As they left the Officers’ Mess Hall Jacobs paused to look at the Administration Building where the Squadron 5 Commander’s office was located. He tried to imagine himself walking in and handing his retirement request to the Admiral. It didn’t feel real. When they reached the sub, Jacobs walked slowly around the control room. He touched the tactical display, the periscope, and checked the familiar gauges mounted all around him. He tried to imagine walking away from the sub and having a family with Lynn. The image of a baby and a toddler pushed their way back into his mind along with thoughts of leaving a living legacy behind. He wandered the compartments of the sub imagining what it would be like to never see them again. By noon he knew what he had to do.
CHAPTER 6
Vice Admiral James Billingsly, Deputy Director of Covert Operations at the Pentagon, and his beautiful wife, Jessica, hosted their monthly dinner party in their palatial estate in Falls Church Virginia. The 6,280 square foot mansion was centered in 28 acres of sprawling countryside with picturesque landscaping and manicured lawns. The paver brick driveway entered through two large stone and mortar pillars with a wrought iron gate, and swept into a large circle in front of the house. A spur led to a five-car garage, behind which was the office for the Vice Admiral’s security detail in the back, out of sight of the road. A wrought iron fence surrounded the entire 28 acres and was patrolled regularly by Navy Shore Patrol and guard dogs.
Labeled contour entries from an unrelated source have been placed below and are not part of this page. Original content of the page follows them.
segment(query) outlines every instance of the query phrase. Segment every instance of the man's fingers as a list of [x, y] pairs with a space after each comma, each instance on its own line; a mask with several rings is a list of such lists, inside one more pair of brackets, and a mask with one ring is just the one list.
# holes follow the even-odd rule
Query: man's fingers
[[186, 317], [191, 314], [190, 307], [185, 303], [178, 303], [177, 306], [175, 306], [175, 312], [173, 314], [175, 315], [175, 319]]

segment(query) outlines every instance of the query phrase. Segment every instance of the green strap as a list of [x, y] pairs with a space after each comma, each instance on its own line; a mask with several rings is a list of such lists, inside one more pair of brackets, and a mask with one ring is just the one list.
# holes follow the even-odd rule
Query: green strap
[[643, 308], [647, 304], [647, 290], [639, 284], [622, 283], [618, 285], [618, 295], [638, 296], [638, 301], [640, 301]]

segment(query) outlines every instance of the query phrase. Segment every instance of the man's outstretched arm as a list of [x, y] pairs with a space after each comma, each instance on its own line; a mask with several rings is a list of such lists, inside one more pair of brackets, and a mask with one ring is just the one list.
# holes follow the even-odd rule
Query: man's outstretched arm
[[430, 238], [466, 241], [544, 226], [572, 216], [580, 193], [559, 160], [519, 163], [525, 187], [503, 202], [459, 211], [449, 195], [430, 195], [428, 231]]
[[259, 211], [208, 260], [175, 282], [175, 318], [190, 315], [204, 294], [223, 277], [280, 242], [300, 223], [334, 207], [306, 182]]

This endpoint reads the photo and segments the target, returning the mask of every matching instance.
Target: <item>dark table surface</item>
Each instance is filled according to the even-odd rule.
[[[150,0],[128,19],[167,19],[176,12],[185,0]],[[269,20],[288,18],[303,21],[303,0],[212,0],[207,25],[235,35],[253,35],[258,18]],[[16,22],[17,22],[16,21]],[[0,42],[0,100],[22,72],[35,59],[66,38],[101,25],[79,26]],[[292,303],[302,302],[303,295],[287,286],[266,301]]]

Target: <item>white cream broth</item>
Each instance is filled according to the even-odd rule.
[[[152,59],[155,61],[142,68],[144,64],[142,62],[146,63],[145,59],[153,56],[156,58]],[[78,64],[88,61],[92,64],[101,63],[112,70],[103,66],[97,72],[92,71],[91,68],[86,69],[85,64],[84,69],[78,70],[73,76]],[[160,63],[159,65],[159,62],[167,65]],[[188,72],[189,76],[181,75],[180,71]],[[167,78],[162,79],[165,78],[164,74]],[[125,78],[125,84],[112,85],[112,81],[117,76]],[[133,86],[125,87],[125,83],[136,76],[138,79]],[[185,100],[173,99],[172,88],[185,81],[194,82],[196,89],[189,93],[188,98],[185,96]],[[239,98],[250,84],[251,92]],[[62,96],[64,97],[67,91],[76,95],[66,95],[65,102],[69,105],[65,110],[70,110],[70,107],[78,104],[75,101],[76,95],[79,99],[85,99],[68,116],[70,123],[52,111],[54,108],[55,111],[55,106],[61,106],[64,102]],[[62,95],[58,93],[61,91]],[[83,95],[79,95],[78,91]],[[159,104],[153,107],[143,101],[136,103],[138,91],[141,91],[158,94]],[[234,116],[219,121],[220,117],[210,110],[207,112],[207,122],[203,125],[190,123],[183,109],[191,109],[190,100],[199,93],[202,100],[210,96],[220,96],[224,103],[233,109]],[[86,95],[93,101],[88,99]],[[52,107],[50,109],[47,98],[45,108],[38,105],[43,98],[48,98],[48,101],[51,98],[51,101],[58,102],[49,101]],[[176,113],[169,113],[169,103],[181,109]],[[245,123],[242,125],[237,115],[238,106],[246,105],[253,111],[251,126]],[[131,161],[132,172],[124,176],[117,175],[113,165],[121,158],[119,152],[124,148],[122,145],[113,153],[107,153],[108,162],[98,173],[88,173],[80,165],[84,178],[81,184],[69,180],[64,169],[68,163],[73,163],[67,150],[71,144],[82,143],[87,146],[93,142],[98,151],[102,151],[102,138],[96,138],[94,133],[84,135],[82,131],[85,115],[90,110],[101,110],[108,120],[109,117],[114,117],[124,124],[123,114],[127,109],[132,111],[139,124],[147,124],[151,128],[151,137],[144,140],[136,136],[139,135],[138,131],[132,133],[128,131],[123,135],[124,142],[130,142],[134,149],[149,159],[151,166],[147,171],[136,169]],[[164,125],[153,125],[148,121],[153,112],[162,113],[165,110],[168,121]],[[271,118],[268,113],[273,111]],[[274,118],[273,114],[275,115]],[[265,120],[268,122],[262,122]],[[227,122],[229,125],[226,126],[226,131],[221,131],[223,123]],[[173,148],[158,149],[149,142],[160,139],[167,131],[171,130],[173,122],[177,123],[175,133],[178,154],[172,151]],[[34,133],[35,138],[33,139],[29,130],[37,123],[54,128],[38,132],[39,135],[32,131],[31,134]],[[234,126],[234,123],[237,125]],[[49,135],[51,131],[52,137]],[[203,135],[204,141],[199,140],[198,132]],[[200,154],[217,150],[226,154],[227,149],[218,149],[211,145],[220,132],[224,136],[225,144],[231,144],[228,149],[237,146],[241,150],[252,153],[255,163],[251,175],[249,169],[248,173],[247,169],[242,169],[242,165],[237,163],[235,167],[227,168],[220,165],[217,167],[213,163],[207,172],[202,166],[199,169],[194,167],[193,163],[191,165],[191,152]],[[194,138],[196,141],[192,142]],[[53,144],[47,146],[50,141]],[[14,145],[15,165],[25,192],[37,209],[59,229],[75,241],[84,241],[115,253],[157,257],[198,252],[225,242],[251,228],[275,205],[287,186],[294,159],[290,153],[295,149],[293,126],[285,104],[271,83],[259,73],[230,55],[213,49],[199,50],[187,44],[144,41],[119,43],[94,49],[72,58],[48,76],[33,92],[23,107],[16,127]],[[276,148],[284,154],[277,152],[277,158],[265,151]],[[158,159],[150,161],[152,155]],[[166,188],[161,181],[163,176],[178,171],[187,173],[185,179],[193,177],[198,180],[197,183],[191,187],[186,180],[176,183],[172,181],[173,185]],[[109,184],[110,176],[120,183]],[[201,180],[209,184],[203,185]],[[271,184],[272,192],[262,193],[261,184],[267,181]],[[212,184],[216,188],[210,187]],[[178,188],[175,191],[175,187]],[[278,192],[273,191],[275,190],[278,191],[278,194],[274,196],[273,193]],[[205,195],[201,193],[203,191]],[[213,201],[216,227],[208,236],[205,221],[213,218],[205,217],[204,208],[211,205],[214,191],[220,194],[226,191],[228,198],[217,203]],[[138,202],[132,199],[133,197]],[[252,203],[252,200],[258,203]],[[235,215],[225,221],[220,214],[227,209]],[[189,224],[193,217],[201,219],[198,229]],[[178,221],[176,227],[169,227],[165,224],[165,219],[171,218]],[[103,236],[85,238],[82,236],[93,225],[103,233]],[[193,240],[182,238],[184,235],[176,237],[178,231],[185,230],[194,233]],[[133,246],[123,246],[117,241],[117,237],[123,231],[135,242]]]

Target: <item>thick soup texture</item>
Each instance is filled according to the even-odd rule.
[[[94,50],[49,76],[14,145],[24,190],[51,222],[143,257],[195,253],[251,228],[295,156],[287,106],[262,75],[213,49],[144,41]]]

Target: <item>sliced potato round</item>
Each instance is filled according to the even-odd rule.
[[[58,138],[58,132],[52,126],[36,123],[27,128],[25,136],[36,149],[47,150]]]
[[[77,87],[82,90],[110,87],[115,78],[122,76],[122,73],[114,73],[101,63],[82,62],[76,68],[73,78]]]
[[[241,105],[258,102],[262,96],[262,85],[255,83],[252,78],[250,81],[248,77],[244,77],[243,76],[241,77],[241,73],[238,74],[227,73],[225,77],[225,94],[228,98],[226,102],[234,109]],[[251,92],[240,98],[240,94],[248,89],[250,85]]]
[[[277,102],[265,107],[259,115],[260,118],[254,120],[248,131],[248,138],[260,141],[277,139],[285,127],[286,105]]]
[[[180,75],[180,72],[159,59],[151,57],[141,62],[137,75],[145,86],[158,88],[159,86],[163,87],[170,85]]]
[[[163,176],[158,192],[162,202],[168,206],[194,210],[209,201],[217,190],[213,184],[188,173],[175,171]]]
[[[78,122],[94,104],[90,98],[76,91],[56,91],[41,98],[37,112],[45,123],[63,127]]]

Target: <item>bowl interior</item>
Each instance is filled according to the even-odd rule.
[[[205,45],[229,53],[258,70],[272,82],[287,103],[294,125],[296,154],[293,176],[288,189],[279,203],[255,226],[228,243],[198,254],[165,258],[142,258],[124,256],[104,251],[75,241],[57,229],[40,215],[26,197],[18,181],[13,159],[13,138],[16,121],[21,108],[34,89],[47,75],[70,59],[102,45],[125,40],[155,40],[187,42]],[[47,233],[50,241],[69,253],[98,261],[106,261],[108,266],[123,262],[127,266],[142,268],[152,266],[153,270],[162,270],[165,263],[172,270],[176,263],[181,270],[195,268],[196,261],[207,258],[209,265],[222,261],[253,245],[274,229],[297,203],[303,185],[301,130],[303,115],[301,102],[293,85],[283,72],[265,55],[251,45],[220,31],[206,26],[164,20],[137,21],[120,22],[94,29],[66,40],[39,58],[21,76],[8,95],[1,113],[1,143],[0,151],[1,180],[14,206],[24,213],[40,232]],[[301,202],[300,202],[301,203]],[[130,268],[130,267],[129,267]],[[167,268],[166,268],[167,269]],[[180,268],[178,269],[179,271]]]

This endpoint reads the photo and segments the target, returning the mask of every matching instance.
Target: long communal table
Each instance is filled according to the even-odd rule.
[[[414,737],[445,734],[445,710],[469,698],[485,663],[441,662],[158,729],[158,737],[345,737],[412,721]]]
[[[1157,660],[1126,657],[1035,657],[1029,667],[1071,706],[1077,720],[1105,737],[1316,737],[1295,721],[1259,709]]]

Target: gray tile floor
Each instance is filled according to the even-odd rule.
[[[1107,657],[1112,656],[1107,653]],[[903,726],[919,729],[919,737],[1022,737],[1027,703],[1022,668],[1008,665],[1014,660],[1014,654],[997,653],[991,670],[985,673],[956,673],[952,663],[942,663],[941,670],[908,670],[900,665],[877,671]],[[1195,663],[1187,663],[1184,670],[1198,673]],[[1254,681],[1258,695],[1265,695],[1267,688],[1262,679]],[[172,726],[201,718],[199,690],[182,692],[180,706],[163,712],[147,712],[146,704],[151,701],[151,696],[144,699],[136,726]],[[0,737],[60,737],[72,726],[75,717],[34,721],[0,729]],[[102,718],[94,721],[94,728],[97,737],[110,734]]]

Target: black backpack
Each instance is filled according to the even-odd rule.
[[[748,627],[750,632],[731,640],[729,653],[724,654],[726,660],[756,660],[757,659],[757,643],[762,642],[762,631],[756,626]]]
Billingsly smiled and nodded politely through the social conversation during dinner. Damn waste of time, he thought. I can’t see why women want to go through the whole social ritual, but at least I can get some work done at the same time. He had carefully sought out and groomed the friendship with the two other men present at the dinner. The fact that they were top level bureaucrats in Washington excited his wife’s social sense, but it was their positions of power that interested him. Elected politicians lack the long-term experience of dealing with other countries, which makes them unreliable. Besides, how dependable is the word of a political hack who will be doing something else in four years. No. You have to depend on the people who do the real work, decade after decade, just under the political veneer.